Al fin llegó a donde se encontraba la jauría despedazando a dentelladas a “El Pálido”.  Él había metido el hocico entre dos piedras grandes, pero los tres mastines tatabreros de agarraban de su rabo, el que arrancaban a pedazos, al igual que del forro de sus testículos.

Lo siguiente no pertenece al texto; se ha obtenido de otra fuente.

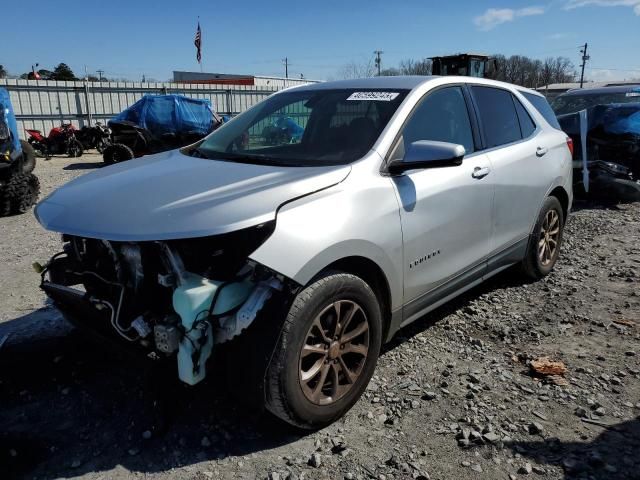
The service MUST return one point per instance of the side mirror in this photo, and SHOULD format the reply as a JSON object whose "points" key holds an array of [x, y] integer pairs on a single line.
{"points": [[428, 154]]}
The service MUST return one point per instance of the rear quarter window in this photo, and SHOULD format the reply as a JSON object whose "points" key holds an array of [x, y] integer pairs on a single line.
{"points": [[527, 125], [540, 103], [498, 115]]}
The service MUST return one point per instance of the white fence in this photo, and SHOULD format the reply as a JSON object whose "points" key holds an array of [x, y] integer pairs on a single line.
{"points": [[43, 104]]}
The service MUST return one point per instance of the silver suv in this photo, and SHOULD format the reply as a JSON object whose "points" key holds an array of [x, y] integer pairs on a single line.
{"points": [[303, 234]]}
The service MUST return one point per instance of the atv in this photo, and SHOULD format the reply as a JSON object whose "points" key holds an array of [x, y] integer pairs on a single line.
{"points": [[157, 123], [19, 187]]}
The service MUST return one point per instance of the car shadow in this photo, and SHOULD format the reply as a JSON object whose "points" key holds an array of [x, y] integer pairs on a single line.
{"points": [[71, 405], [611, 455], [511, 277], [83, 166]]}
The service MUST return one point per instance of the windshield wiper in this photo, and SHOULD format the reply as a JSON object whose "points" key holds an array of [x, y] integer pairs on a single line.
{"points": [[196, 152]]}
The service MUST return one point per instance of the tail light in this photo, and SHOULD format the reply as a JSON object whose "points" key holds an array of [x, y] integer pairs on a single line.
{"points": [[570, 145]]}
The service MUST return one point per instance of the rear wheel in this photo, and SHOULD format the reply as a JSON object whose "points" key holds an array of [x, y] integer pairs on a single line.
{"points": [[101, 145], [117, 152], [327, 352], [28, 157], [75, 149], [19, 193], [544, 243]]}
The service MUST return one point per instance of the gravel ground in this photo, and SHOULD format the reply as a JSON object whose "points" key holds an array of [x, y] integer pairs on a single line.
{"points": [[453, 395]]}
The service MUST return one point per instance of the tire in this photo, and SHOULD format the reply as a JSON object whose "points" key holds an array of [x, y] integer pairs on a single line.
{"points": [[28, 157], [28, 195], [298, 400], [541, 255], [75, 149], [39, 150], [117, 152], [19, 194]]}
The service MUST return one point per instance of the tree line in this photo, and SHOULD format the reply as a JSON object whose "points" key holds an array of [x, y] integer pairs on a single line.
{"points": [[517, 69]]}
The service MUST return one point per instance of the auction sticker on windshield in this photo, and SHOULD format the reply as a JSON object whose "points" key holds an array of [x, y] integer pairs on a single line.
{"points": [[374, 96]]}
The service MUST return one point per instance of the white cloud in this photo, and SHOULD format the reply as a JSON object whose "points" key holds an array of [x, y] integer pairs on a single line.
{"points": [[558, 36], [496, 16], [635, 4]]}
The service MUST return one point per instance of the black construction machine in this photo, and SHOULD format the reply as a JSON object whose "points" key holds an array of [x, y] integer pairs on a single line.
{"points": [[157, 123]]}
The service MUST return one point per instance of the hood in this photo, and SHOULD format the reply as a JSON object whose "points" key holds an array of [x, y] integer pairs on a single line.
{"points": [[171, 195]]}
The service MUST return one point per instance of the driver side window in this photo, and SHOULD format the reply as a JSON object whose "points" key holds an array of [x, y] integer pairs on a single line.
{"points": [[441, 116]]}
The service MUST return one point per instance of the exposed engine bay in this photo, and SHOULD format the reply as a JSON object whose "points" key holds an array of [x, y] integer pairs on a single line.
{"points": [[168, 298]]}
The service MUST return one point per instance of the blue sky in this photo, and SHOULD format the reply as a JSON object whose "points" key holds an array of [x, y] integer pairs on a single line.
{"points": [[129, 38]]}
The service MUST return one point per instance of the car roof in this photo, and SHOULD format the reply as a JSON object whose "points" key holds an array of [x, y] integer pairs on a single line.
{"points": [[601, 90], [393, 82], [408, 82]]}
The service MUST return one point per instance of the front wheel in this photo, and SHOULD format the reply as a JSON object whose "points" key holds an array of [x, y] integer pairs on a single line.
{"points": [[28, 157], [75, 149], [545, 241], [327, 351]]}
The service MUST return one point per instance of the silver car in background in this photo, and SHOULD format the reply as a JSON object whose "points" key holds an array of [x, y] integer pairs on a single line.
{"points": [[300, 236]]}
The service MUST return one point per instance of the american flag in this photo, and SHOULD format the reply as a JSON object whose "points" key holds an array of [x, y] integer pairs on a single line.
{"points": [[198, 43]]}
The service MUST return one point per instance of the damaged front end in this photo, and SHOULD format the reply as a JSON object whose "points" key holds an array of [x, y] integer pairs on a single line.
{"points": [[168, 298]]}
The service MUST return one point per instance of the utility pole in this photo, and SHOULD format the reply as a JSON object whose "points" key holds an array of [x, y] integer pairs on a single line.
{"points": [[378, 60], [585, 57]]}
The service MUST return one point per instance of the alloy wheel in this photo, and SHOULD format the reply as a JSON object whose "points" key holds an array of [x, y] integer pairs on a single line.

Trinidad se hizo a prudente distancia, sobre su montón de piedras y empezó a disparar sobre los asesinos perros.  Uno huyó, brincando en tres patas y dando alaridos lastimeros.  Los otros dos se asustaron, miraron hacia donde venía la carga y vieron a Trinidad que disparaba sin cesar.  Cuando logró un segundo impacto, el malherido can huyó también, lamentándose y el tercero, lleno de terror, tomó las de Villadiego.

Trinidad tomó a “El pálido” de las dos patas, lo arrastró hacia afuera. Cuando le sacó la cabeza de entre las dos piedras, vio que le faltaban pedazos de sus orejas y chorreaba sangre en abundancia de la trompa. Se sentó sobre un banco de arena y puso su cabeza sobre sus piernas y empezó a acariciarle sus partes doloridas.

-              Pobre “Pálido”. Casi te asesinan estos bárbaros.

El verraco estaba completamente desmadejado y apenas dejaba escapar un roznido quejumbroso.  En esta posición estuvieron largo rato.

Trinidad colocó de nuevo la cabeza de “El Pálido” sobre la arena y volteó hacia atrás a sondearle los mordiscos del anca. Observó que le habían cercenado su rabo.  Que las dentelladas habían penetrado por el anca y por el forro de los testículos. Palpó estos con cuidado y pudo observar que lo que habían sido sus órganos reproductores, se habían convertido en una masa blanda. A mordiscos los perros habían molido sus testículos.

Trinidad se arrodilló. Se puso a llorar, mientras con sus dos manos tomaba la cara tumefacta de “El Pálido” y le daba besos en la frente. En esa posición volvió a colocar la cabeza del verraco sobre la arena, sacó el machete “tres rayas” de entre la cubierta que llevaba al cinto y gritó:

-              ¡Sin guevas ya no servís pa’ nada! Y descargó el arma sobre la frente de “El Pálido”.

Aquí se terminó el ronquido lastimero del verraco, mientras abajo, por las orillas del Urábara, se oía la jauría que seguía detrás de los tatabros.